To their detriment, the majority of the time the Déise defenders chose the former option, affording the Tipp midfield the time and space to find a free man or to set up a strike at the posts with all the pressure of a flat tire.
Here you see the build-up to just one of O'Brien's six points when a supporting teammate pulled the Waterford midfielders away from the 20-year-old.
Often, you find that the energy levels of an entire side is established through the thrust of the midfield, which is exactly what happened in Thurles.
When O'Brien and Hannigan felt the impetus to launch another charge on the Waterford goal, that drive trickled through to their team-mates who attacked at will.
Similarly, when the pair felt like resting and absorbing the Tipp pressure, the other 12 outfielders matched the attitude and did just that.
O'Brien epitomised the Tipperary philosophy as he maintained almost a boxer-like rhythm throughout the 70 minutes.
Tipp would pepper Waterford with shots before striking when Tom McGlinchey's men were lulled into a false sense of security.

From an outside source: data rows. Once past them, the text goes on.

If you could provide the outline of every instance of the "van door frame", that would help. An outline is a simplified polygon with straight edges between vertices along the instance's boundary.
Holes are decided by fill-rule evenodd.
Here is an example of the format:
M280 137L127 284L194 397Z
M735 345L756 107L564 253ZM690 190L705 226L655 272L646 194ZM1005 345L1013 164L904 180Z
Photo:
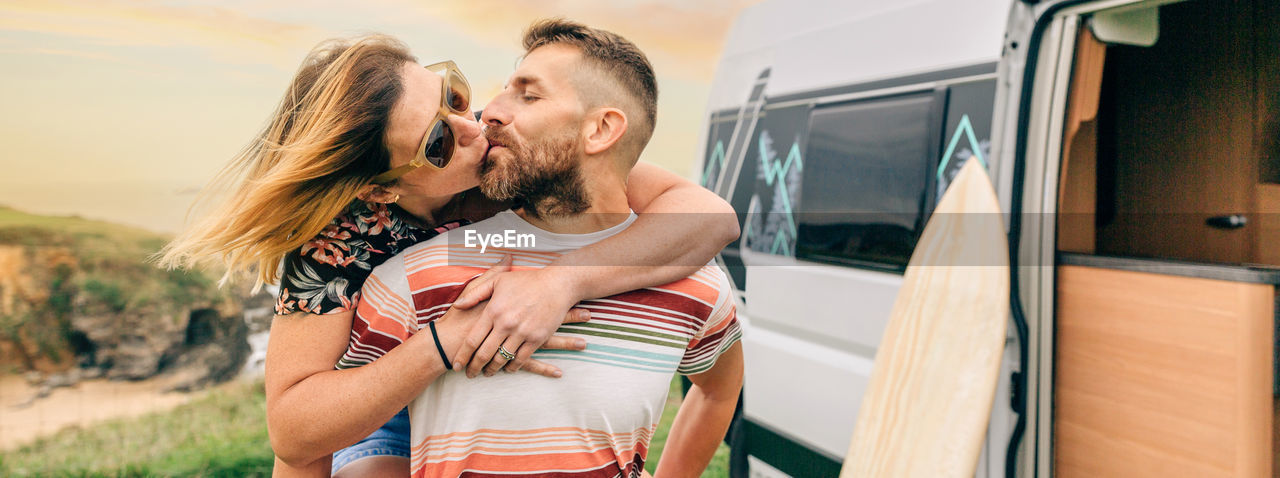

It was a bit of a rover-like performance from O'Brien also because, to add to the Xavi comparison, he would often adopt wider positions to give the Tipp attack a different dynamic.
After laying off a number of attempts for team-mates, his last score came when he was the recipient of an overlapping run and, despite the move deserving a goal, he racked up another point for his side.
Here you see him display amazing fitness by busting a gut to support Michael Quinlivan.
The midfield's defensive work was organised to the point where there are almost no examples because every Waterford spark was defused before it could even worry the Tipp defenders.
The fact that McGlinchey's men accrued just five points, with just one from a free, shows the regimented discipline of the Premier County.
Indeed, the game was changed before the referee's whistle was even blown and the midfield enacted the strategy to absolute perfection as Tipperary sealed a Munster SFC semi-final with Kerry in two weeks' time.